Canada's attempt to legalize gay marriage likely will be delayed until after expected national elections after the government asked the high court Wednesday to decide constitutional issues surrounding traditional marriage.
The government is asking the high court to consider whether the definition of marriage as a union of man and woman is compatible with Canada's Charter of Rights by excluding same-sex marriages.
Justice Minister Irwin Cotler said Wednesday's move does not mean the government is wavering in its effort to legalize gay marriage.
DEPORTATION TO BE STUDIED: Canada said Wednesday that it will hold a full public inquiry into the deportation of an Ottawa engineer to Syria, where he says he was tortured. Maher Arar, a Syrian-born Canadian, was detained by U.S. authorities in New York in 2002 while on his way home from a visit to Tunisia. Intelligence officials had raised suspicions about links to al-Qaida.
U.S. authorities deported him to Syria, where he says he was tortured. Released Oct. 5 and now back in Canada, Arar has vehemently denied being a terrorist and has not been charged with any crime.
Pakistan inquiry targets top scientist
ISLAMABAD, Pakistan _ Pakistani officials said Wednesday that their investigation into the sale of Pakistan's nuclear technology to Iran had now focused on Abdul Qadeer Khan, the father of Pakistan's atomic bomb, and that his house was now under surveillance to keep him from leaving the country.
But it was unclear whether the government had the evidence, or the political will, to bring charges against the widely revered scientist.
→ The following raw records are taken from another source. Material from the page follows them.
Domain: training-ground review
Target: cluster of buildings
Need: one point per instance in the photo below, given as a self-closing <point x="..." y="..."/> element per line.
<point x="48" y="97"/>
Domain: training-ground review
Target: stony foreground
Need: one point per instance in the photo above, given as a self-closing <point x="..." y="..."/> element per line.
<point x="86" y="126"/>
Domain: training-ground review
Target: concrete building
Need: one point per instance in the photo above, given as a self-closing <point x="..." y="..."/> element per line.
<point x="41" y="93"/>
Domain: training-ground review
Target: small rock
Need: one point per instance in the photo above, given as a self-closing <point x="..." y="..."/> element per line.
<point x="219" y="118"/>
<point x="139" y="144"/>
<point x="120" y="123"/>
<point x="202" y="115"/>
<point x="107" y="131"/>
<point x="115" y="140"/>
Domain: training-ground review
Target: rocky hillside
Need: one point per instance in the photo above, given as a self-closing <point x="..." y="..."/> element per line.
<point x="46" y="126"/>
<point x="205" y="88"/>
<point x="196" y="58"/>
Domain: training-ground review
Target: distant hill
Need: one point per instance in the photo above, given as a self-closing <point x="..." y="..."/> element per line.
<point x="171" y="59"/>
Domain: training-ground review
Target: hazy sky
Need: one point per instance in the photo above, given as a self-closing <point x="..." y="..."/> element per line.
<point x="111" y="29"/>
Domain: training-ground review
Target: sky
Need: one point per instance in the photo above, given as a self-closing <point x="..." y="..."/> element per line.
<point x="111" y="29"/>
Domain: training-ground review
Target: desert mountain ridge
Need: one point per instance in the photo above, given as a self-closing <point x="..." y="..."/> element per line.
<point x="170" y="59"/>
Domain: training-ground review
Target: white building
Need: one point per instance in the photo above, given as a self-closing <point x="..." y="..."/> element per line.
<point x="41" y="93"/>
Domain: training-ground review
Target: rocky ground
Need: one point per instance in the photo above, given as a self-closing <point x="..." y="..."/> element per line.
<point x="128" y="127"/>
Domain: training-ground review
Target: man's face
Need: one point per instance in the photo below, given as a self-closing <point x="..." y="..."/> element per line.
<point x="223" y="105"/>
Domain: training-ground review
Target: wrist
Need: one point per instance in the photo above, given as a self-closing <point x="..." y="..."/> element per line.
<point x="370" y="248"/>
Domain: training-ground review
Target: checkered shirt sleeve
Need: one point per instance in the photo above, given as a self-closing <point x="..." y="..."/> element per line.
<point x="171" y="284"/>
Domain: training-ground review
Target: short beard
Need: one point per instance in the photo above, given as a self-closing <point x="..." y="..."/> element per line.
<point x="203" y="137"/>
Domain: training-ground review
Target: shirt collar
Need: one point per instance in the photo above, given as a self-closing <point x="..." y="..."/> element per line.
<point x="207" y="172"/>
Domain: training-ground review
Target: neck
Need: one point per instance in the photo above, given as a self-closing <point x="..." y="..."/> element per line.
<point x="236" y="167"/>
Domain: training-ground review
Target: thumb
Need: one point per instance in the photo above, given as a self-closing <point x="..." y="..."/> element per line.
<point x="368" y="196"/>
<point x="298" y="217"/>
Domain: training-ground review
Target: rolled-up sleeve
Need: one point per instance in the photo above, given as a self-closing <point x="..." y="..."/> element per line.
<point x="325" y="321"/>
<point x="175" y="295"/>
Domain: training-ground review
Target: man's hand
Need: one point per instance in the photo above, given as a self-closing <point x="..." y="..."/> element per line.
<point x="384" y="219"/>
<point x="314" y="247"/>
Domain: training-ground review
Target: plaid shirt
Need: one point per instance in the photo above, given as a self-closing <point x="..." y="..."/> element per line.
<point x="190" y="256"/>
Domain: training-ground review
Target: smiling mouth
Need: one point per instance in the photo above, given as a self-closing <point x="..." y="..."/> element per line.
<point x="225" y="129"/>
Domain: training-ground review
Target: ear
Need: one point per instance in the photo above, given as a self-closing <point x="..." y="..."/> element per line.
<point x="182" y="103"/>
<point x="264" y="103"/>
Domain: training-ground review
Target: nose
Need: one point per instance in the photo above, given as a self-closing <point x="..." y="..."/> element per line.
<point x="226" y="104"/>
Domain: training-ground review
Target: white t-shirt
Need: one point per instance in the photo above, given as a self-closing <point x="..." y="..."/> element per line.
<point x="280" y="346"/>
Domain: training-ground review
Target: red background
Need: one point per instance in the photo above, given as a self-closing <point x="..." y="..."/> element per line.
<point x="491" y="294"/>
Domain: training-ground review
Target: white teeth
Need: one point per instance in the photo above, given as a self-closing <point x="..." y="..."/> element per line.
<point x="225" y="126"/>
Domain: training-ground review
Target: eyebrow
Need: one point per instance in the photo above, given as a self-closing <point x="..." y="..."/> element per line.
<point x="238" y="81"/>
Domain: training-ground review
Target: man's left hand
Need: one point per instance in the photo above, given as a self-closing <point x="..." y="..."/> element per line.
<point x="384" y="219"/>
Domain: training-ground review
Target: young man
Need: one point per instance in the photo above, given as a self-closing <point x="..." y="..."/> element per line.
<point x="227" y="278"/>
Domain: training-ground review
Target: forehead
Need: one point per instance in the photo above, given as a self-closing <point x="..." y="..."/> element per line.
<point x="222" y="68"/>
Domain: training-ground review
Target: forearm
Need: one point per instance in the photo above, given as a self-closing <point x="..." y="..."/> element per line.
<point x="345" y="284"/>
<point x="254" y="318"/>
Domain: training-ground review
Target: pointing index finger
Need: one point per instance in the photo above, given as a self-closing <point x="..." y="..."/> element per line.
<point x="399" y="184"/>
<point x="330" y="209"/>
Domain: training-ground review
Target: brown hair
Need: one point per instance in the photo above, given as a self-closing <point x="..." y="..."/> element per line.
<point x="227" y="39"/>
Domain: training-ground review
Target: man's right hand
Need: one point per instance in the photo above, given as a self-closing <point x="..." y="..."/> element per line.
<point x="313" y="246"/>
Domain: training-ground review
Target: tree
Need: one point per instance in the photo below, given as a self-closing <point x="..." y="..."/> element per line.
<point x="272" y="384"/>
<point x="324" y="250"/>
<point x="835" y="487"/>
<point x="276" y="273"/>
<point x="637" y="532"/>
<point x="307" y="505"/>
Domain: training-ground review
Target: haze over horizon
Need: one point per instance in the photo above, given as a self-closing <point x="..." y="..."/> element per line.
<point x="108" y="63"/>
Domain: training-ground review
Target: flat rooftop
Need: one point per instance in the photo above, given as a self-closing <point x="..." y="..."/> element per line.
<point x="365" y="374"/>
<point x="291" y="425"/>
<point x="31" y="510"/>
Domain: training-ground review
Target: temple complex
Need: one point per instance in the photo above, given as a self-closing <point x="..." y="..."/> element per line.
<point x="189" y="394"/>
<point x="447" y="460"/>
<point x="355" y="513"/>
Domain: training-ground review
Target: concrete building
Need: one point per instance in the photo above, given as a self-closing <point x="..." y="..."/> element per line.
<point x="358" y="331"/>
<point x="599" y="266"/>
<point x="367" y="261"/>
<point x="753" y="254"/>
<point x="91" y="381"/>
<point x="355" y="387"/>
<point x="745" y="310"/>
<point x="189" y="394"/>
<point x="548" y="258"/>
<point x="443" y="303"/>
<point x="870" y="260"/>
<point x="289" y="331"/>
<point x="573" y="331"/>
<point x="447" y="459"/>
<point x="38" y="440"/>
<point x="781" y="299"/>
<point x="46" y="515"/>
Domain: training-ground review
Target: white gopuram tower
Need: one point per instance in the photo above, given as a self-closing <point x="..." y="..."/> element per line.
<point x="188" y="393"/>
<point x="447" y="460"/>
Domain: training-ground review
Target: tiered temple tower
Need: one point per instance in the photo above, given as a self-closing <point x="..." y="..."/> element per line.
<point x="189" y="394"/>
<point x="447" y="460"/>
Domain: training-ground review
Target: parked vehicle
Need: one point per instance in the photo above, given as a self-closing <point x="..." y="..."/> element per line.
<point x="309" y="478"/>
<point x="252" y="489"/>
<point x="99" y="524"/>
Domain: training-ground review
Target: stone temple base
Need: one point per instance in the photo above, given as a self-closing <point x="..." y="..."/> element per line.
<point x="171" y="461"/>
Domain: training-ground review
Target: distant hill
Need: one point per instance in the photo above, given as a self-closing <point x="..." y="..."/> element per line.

The New York Times, quoting unnamed senior administration officials in Washington, reported that the investigations under way in Pakistan were beginning to tie together a number of different nuclear programs _ an apparent reference to Iran, North Korea and Libya, all of which dealt with Pakistani scientists _ and that soon U.S. officials would be able to draw connections about the black market that fueled all those efforts.
N. Korea to aid Nigeria with missiles
LAGOS, Nigeria _ North Korea has agreed to share missile technology with Nigeria, the Nigerian government said Wednesday.
Nigeria, the continent's most populous nation and West Africa's military giant, would join Libya, Iran, Egypt, Pakistan and Syria among countries reported to have received North Korea's help with either missiles or missile technology.
Nigeria, which is not at war or under any known threat from other countries, said it was not seeking nuclear technology or weapons of mass destruction.
No consensus reached on bird flu
BANGKOK, Thailand _ The World Health Organization insisted Wednesday the mass slaughter of infected poultry is key to controlling the outbreak of bird flu sweeping Asia, but Indonesia said it doesn't intend to order its farmers to kill their birds.
Two sisters in Vietnam became the latest human fatalities, bringing the death toll to 10.
Health ministers from across Asia held an emergency meeting in Bangkok on Wednesday to consider how to stop the disease, but did not reach a consensus on destroying their livestock.